Summary: The text provides an in-depth account of optimizing the clear_internal_headers function within Cloudflare’s Pingora system, leading to significant CPU utilization savings. The focus on Rust’s performance engineering, the introduction of an optimized trie data structure, and the resultant cost efficiency highlight notable trends in software optimization relevant to professionals in software and infrastructure security.

Detailed Description:

– **Context of Optimization**: Cloudflare’s CDN processes a vast number of HTTP requests, making performance optimization crucial. With 35 million requests per second handled by the pingora-origin service, even minor improvements can lead to substantial savings in CPU usage.

– **Key Function Analysis**:
– The clear_internal_headers function is critical as it sanitizes requests by removing sensitive internal headers before they leave Cloudflare’s infrastructure.
– Initially consuming 1.7% of total CPU time, the function’s optimization was necessary to handle increasing web traffic more efficiently.

– **Benchmarking Performance**:
– The original runtime of the function was benchmarked at 3.65µs. Subsequent iterations aiming to reduce this runtime began with evaluating different methods for optimizing header removal.
– An inversion method was employed to identify and remove internal headers more efficiently, which resulted in improved runtime down to 1.53µs, demonstrating a 2.39x speed gain.
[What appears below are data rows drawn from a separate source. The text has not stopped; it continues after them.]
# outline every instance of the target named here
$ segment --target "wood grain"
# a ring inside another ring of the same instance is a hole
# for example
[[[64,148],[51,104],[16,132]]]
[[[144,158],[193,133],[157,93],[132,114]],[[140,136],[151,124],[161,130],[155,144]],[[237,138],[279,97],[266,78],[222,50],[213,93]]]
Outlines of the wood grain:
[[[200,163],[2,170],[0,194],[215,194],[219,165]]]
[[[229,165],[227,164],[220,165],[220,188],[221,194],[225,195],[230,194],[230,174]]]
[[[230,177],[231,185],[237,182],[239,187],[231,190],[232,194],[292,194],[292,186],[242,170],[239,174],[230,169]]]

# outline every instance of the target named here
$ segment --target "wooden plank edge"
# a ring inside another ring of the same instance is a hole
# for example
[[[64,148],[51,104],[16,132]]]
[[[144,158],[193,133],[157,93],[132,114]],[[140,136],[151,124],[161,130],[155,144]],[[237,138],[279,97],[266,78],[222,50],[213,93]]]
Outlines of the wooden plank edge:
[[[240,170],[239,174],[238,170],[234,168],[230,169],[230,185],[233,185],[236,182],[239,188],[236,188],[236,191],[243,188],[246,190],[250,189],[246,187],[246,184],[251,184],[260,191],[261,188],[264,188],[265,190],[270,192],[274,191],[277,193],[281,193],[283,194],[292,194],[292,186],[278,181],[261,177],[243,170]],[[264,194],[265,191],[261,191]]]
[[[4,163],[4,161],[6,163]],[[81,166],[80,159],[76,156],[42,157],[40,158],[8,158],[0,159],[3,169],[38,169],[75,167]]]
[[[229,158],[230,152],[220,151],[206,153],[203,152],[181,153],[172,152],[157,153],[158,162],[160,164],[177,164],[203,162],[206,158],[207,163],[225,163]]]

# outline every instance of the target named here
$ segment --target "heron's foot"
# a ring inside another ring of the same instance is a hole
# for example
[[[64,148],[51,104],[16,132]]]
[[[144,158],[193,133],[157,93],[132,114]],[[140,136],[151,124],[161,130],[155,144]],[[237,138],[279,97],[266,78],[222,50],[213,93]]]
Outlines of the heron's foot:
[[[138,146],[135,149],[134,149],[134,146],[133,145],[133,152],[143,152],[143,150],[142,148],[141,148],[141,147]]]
– **Data Structure Enhancements**:
– Initial attempts utilized std::HashMap for header search operations but revealed limitations, especially with key length impacting performance.
– Through the introduction of an optimized trie data structure (trie-hard), further enhancements reduced the average runtime to an impressive 0.93µs.
– Trie-hard’s performance primarily benefits from efficient node relationships and memory management, focused on minimizing key-length-dependent penalties.

– **Real-World Performance Metrics**:
– After deployment in the production environment, sampling techniques confirmed that the optimizations reflected accurate performance expectations, showcasing a significant reduction in actual CPU usage, from the earlier hash-map version.

– **Financial Implications**:
– The overall optimization resulted in an estimated CPU cost saving of over $90,000 per year, underscoring the critical intersection of performance engineering with financial efficiency within cloud infrastructure contexts.

– **Conclusion**:
– The discussion emphasizes the significance of profiling and observability to identify and address performance bottlenecks systematically. The insights gleaned not only support better software practices but also resonate with compliance and cost-effectiveness objectives in the security and cloud computing arenas.

This case study is particularly relevant for professionals engaged in software security and infrastructure optimization, providing practical insights into effective performance management methodologies.